Just recently, Dangote Industries Limited sold 2.3 per cent stake in Dangote Cement Plc to unknown foreign investors in a stock market deal valued at N86.1bn ($236m). Reuters reported that according to the Nigerian Stock Exchange, 416 million shares of Dangote Cement were sold at N210 each in six off-market deals negotiated between Stanbic IBTC and Meristem Stockbrokers.
Note that this is Africa’s biggest cement maker and it had been selling small stakes to increase its free float, which is well below the Nigerian Stock Exchange’s required level.
You might be wondering why Dangote Cement would sell its stakes, considering that not too long ago, it reported a 24.6 per cent rise in half-year pre-tax profit to N155.58bn.
Now, startups may sell their stakes because they want:
1. To balance risk
Despite how most startups are portrayed in the media, this is by far, the most common reason for their selling stakes. The alternative for not selling may mean bankruptcy, the team disbanding with no outcome, lack of productivity, or unhappiness for them.
A startup may want to diversify its portfolio and balance its risk going forward. And so, the sale of stakes gives it the security to try again. Hopefully this time, under less pressure, with more ideas, a safety net if it doesn’t work out, and the opportunity to skip rounds and keep more of the next attempt.
Yes, you could keep going with the way things are, but young companies die all the time from competition, cash burn, changes in the marketplace, capital environment killing the IPO, and so on.
2. Short-term reward
The startup may be doing great, but the short-term reward on the offer is significantly greater than the perceived long-term value from not selling.
Economic forces are at play here.
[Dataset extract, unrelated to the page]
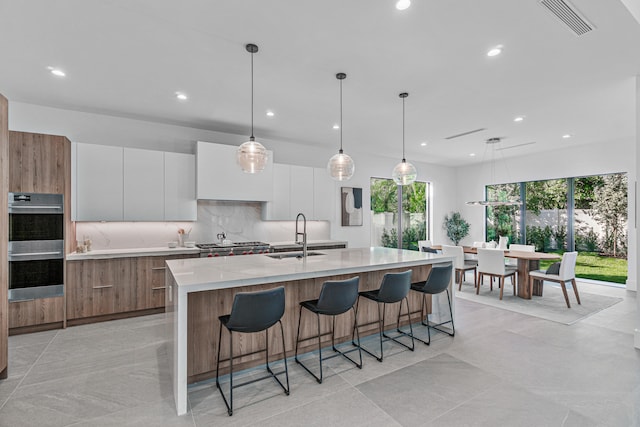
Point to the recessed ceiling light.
(495, 51)
(403, 4)
(56, 72)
In the absence of restrictions or barriers, capital flows will be at its highest potential. In other words, startups are lured by the opportunity to sell stake to enjoy the fruits of their labour, and pursue fresh opportunities that are remunerative.
This could also help them setup their own investment vehicles/family office/investment fund to manage the fortunes amassed from the success of their business venture.
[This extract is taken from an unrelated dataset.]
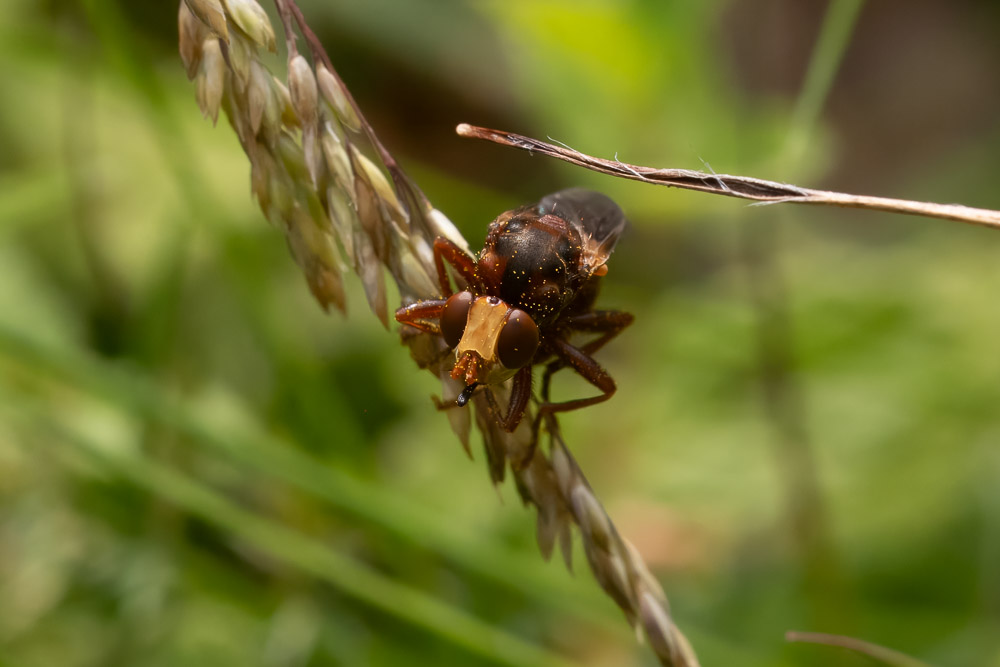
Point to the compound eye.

Sometimes, transfer of stakes may be for better tax planning. Generally, it means anticipating higher taxes on capital gains in the future, and avoiding paying more money to the government.
Finally, when considering selling your startup stakes, get as much advice as possible. Understand what the amount of stake is, in relation to the overall capital as it exists today.
In addition, find out: Is the company going to ask you for certain rights – a right of first refusal, a drag along right, a requirement to vote alongside the founders on certain things? Do you want to create some kind of redemption mechanism so if the shares are not worth anything after X period of time, you can get paid in cash? Clarify these things well before hand.